Eccoci.

Assuming that two points are chosen randomly (with uniform distribution) within a rectangle, it is possible to determine the expected value of the distance between these two points.

For example, the expected distance between two random points in a unit square is about $0.521405$, while the expected distance between two random points in a rectangle with side lengths $2$ and $3$ is about $1.317067$.

Now we define a hollow square lamina of size $n$ to be an integer sized square with side length $n \ge 3$ consisting of $n^2$ unit squares from which a rectangle consisting of $x \times y$ unit squares ($1 \le x,y \le n - 2$) within the original square has been removed.

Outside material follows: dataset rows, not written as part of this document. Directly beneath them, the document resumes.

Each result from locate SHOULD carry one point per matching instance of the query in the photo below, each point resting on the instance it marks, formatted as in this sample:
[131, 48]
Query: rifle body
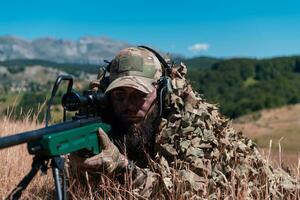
[60, 139]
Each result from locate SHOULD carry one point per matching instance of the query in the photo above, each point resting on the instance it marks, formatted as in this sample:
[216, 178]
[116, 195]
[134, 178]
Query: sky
[231, 28]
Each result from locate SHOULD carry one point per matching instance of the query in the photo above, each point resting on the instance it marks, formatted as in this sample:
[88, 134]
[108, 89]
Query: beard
[140, 138]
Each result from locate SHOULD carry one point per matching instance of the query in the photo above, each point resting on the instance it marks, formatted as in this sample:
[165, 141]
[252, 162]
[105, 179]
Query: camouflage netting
[199, 154]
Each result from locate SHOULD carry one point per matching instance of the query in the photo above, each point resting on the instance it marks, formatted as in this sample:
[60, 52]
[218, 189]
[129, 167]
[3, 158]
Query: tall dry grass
[15, 162]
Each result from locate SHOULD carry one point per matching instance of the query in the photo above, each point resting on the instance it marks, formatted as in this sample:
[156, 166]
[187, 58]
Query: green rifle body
[60, 139]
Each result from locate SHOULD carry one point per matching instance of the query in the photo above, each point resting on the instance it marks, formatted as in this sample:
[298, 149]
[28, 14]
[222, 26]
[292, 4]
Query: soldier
[170, 139]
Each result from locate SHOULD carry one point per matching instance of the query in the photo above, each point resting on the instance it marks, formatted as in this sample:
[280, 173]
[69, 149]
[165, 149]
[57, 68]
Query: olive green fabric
[134, 67]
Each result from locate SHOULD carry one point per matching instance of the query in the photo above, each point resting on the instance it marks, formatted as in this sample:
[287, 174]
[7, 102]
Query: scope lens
[71, 101]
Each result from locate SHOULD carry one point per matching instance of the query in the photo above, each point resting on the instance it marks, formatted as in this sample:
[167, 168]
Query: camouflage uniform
[197, 153]
[197, 147]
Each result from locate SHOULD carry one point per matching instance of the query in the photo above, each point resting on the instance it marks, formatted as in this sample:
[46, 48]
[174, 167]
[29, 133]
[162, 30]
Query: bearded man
[170, 139]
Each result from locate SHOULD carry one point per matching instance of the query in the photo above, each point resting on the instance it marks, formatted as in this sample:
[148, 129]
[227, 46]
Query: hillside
[241, 86]
[280, 125]
[86, 49]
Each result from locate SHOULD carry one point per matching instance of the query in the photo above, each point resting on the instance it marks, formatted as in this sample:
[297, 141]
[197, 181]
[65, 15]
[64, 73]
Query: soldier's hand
[109, 160]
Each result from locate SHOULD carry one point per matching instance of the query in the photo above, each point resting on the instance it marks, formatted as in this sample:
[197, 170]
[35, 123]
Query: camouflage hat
[134, 67]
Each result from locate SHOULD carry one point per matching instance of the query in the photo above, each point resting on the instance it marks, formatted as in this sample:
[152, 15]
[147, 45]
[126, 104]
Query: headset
[164, 89]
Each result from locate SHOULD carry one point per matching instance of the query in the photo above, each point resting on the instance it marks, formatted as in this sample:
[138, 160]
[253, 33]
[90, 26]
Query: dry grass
[275, 124]
[16, 162]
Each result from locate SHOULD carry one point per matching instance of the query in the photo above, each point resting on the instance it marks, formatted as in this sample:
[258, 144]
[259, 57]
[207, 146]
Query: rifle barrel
[30, 136]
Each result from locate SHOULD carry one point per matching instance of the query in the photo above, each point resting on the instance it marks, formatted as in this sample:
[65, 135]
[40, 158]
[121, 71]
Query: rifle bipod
[41, 163]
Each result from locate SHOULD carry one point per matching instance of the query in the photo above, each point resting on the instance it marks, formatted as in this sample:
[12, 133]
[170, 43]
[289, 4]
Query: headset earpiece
[164, 88]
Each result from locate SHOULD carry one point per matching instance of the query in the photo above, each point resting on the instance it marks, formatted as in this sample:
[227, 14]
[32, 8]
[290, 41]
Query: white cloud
[198, 47]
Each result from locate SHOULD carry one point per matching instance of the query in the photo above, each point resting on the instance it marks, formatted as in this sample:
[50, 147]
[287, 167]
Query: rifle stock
[60, 139]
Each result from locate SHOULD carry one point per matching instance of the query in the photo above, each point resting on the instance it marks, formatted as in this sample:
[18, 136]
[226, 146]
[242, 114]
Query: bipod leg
[37, 164]
[57, 165]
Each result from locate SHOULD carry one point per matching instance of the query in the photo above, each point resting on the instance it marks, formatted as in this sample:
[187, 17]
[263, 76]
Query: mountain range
[88, 49]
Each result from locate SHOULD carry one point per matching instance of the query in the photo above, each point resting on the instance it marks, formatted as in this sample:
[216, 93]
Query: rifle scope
[74, 101]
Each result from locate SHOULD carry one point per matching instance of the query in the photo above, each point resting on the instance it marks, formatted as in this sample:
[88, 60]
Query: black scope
[74, 101]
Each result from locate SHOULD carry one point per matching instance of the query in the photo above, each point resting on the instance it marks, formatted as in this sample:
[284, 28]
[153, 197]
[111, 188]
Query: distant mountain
[201, 62]
[85, 50]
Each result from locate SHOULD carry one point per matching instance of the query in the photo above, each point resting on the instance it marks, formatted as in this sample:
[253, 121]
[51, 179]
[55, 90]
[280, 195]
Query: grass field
[280, 127]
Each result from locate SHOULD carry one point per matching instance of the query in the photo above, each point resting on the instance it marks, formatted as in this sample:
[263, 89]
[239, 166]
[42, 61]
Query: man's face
[131, 105]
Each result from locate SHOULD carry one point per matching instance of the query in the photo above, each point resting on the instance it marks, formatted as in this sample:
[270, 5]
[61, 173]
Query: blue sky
[211, 28]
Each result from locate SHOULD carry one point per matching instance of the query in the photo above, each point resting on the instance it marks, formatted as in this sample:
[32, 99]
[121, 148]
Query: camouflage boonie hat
[135, 67]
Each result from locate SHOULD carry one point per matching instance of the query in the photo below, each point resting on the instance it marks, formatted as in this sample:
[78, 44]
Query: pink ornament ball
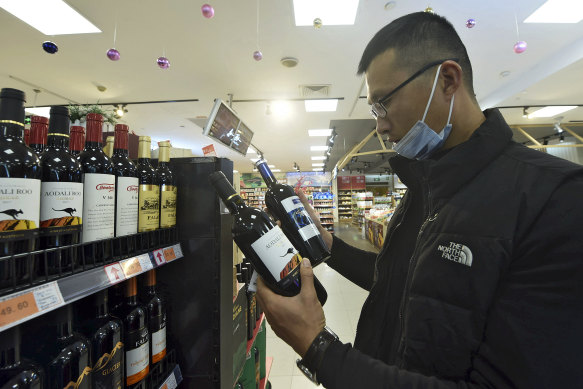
[207, 11]
[113, 54]
[163, 62]
[520, 47]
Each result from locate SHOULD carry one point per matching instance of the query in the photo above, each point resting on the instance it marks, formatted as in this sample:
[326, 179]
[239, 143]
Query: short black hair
[418, 39]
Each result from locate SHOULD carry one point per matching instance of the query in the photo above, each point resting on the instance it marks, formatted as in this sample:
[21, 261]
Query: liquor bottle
[156, 318]
[136, 335]
[149, 189]
[38, 133]
[285, 205]
[98, 185]
[77, 142]
[17, 373]
[61, 195]
[273, 256]
[106, 335]
[126, 184]
[19, 190]
[168, 188]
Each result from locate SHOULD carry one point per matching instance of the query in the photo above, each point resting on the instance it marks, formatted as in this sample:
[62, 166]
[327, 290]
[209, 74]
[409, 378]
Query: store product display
[262, 242]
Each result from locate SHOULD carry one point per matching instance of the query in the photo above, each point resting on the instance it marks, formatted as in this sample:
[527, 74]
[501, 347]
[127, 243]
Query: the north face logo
[456, 252]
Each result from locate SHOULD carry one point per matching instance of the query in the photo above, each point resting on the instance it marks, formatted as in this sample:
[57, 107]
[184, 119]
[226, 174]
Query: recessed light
[51, 17]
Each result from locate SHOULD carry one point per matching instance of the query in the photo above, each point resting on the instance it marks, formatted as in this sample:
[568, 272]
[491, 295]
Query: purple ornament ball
[520, 47]
[113, 54]
[207, 11]
[257, 55]
[163, 62]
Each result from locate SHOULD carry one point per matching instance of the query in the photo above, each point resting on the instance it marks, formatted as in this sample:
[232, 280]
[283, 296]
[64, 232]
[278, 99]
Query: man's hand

For $n = 3$ there exists only one hollow square lamina:

For $n = 4$ you can find $9$ distinct hollow square laminae, allowing shapes to reappear in rotated or mirrored form:

Let $S(n)$ be the sum of the expected distance between two points chosen randomly within each of the possible hollow square laminae of size $n$. The two points have to lie within the area left after removing the inner rectangle, i.e. the gray-colored areas in the illustrations above.

For example, $S(3) = 1.6514$ and $S(4) = 19.6564$, rounded to four digits after the decimal point.

Find $S(40)$ rounded to four digits after the decimal point.